Mit gutem Grunde kann man die Ansicht vertreten, daß sich diese bergpolizeiliche
Bestimmung nur auf den Bergbetrieb im engeren Sinne bezieht, nicht dagegen auf
Nebenbetriebe, die nicht unmittelbar der Erzeugung und Förderung der Bergprodukte
dienen. Das Gesetz ist ein Berggesetz, und nichts wäre näherliegend als die Annahme,
daß sich alle Bestimmungen, die nicht offensichtlich weiter greifen, sich auf den
Bergbau im engeren Sinne beschränken.
Ein Bergwerk, das sich in einem Nebenbetriebe mit der Erz Verarbeitung, der Kokerei,
der Erzeugung von Elektrizität zum Betriebe der bergtechnischen Anlagen usw. usw.
befaßt, treibt insoweit doch nicht Bergbau. Wenn auch im § 196 Pr. A. B.-Ges.

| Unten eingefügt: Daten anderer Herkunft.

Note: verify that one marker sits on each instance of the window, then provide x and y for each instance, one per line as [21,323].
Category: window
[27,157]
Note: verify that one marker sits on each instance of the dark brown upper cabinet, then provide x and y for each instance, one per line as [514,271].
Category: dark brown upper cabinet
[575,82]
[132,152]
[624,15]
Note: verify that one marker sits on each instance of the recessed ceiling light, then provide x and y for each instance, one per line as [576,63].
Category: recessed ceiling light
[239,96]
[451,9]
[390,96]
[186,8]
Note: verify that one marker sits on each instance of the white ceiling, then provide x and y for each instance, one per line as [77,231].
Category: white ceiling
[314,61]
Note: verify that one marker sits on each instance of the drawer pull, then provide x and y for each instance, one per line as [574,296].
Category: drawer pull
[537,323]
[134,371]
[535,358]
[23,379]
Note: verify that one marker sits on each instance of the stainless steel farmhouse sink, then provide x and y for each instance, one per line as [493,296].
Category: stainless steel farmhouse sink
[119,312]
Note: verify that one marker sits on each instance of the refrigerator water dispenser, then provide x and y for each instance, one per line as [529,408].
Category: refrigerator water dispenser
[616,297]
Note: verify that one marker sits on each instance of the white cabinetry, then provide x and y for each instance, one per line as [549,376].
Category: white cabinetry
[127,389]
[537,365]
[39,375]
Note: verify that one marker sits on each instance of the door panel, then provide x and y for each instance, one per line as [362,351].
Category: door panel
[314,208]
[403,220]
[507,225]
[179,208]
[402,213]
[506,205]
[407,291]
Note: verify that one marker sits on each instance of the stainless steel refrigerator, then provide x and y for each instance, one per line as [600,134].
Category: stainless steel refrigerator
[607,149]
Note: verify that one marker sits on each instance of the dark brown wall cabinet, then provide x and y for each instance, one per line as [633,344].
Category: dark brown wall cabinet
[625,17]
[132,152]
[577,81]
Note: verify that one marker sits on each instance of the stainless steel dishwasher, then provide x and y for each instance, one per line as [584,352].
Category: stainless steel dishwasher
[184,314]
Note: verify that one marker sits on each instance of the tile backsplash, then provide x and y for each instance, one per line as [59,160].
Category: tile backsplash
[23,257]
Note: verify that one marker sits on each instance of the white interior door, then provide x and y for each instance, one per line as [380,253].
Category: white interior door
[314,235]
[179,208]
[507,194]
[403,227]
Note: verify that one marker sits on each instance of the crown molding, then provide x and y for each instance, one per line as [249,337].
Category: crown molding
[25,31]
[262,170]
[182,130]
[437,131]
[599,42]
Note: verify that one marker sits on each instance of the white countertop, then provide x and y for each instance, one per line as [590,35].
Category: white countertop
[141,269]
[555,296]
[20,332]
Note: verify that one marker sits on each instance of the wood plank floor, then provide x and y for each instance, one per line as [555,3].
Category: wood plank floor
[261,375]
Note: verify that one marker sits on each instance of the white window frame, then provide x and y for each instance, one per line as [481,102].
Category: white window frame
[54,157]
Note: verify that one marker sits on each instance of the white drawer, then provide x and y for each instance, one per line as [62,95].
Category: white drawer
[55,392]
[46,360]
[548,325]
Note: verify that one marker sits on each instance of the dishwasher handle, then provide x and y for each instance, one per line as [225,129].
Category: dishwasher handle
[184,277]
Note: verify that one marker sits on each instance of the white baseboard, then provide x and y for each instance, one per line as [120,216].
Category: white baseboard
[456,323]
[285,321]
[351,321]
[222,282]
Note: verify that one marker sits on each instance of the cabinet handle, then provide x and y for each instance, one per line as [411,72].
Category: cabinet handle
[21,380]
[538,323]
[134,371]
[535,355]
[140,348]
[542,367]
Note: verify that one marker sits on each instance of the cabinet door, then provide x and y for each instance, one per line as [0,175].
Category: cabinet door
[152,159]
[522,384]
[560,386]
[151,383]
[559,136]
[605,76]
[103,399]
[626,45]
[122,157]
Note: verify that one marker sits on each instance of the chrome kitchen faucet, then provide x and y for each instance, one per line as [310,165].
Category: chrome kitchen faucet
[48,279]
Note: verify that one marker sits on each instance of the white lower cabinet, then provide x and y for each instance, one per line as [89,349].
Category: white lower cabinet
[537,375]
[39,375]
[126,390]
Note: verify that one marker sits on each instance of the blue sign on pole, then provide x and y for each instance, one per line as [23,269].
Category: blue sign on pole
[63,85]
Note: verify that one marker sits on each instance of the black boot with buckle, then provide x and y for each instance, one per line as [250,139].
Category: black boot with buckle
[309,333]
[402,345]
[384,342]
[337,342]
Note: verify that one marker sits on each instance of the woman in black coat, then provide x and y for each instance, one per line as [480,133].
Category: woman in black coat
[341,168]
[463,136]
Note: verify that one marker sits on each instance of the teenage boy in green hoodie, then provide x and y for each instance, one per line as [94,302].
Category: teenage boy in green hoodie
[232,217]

Angestellte usw. auch der Nebenbetrieb einer Bergpolizeiaufsicht unterworfen werden,
so rechtfertigt das noch nicht zum Rückschluß auf die allgemeinen Bestimmungen des
Berggesetzes.
Auch vom technischen und wirtschaftlichen Standpunkt aus wäre eine einschränkende
Auslegung des Gesetzes sehr wohl zu rechtfertigen, ja zu wünschen. Es ist jedem
unbenommen, den Nebenbetrieb selbst zu betreiben oder im Wege der Veräußerung, der
Verpachtung, der Gründung einer selbständigen Gesellschaft usw., von dem Bergwerk
loszulösen und wenn das geschieht, so ist kein Zweifel, daß dieser selbständig
gewordene Nebenbetrieb nicht den bergpolizeilichen Vorschriften untersteht, sondern
den für solche Anlagen besonders gegebenen Vorschriften des Gewerbe- und
Polizeirechts. Und wenn nach dieser Richtung hin keine besonderen Anforderungen
an die Befähigung der Leiter usw. gestellt werden, so erscheint es unbillig,
daß durch die bloße Verbindung mit dem Bergwerk Vorschriften zur Anwendung kommen
sollen, die für Betriebe dieser Art nicht zugeschnitten sind, und für deren
Anwendung gar kein praktisches Bedürfnis besteht.
Es ist auch bezeichnend, daß die erste Autorität auf dem Gebiete des Bergrechts, Brassert, ständig diese Meinung vertreten hat, wenngleich
er im einzelnen zu weit gegangen sein mag (so würden zum Beispiel Drahtseilbahnen
wohl eher als Bestandteile des Bergwerksbetriebes, nämlich der Förderung der
Bergprodukte, anzusehen sein und nicht als bloßer Nebenbetrieb!).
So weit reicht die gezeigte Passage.